Tatlı demişken görünüşü waffle'a benzeyen ama yiyince pek de öyle olmadığı fark edilen GOFRY'den de bahsetmeden olmaz.
Nerede o içindeki bol malzeme yüzünden kapanmayan waffle'lar nerede? Burada genelde üzerine beyaz bir krema eğer çikolata deme gafletinde bulunursanız da üzerine kakao ekip veriyorlar. Yani o kadar nutellanız var, insan üzerine sürer verir diyorum her seferinde. Nutellamı da götürücem bundan sonra. :)
Malzeme olarak bizim wafflelarımıza göre oldukça fakir ama canınız waffle çektiğinde biraz olsun hasret giderebilirsiniz.





27 Mart 2010 Cumartesi

Paskalya Hazırlığı

2-6 Nisan arası Paskalya tatili. Her yer çok renkli. Polonyalılar harıl harıl Paskalya'ya hazırlanıyorlar. Vitrinler, rengarenk yumurtalarla süslü. Tavşan, civciv şeklindeki çikolatalar da hem göze hem de mideye hitap ediyor :)
Biz Erasmus insanları, dün ESN tarafından düzenlenen Eastern Meeting'e katıldık. Amaç Polonya kültürünü tanımak, Polonyalıların Paskalya hazırlığına dahil olmak, öğrenmek, incelemekti.

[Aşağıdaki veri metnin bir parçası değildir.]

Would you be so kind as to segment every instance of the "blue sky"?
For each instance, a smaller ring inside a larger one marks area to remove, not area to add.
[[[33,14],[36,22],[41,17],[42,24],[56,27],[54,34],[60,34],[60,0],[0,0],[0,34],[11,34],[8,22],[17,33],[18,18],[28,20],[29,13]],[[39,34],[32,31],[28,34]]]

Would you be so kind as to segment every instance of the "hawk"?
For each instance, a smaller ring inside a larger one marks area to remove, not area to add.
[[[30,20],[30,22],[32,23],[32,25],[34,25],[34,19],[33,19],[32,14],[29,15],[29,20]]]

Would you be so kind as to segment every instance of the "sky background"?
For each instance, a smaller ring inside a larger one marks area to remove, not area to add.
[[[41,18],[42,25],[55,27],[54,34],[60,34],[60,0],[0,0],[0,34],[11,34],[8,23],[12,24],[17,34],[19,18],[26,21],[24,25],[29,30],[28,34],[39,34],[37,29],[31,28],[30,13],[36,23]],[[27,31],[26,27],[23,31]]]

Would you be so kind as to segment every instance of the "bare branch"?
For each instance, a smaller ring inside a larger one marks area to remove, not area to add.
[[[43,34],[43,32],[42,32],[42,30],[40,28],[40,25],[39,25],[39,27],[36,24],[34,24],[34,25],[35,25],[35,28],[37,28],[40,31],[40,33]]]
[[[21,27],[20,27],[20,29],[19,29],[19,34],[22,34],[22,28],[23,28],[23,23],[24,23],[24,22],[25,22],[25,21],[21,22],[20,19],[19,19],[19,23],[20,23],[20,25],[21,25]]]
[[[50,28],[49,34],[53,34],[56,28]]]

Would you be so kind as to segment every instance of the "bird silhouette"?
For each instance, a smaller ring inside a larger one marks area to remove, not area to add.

Ben yumurta boyamaktan çok zevk aldım. Oldukça eğlenceliydi. Türk bir arkadaş, yumurtaya Türkiye haritası bile çizdi :) Yumurtalar, haşlanmıştı. Üzerlerini keçeli kalemle boyadık. Normalde sulu boya kullanılıyormuş.

İçine ekmek, sosis, tavşan, civciv ve yumurta şeklinde çikolata koyarak sepet hazırladık.

Masalarda ikram olarak Paskalya'ya özel olarak yapılan kekler vardı. Açıkçası benim pek hoşuma gitmedi :)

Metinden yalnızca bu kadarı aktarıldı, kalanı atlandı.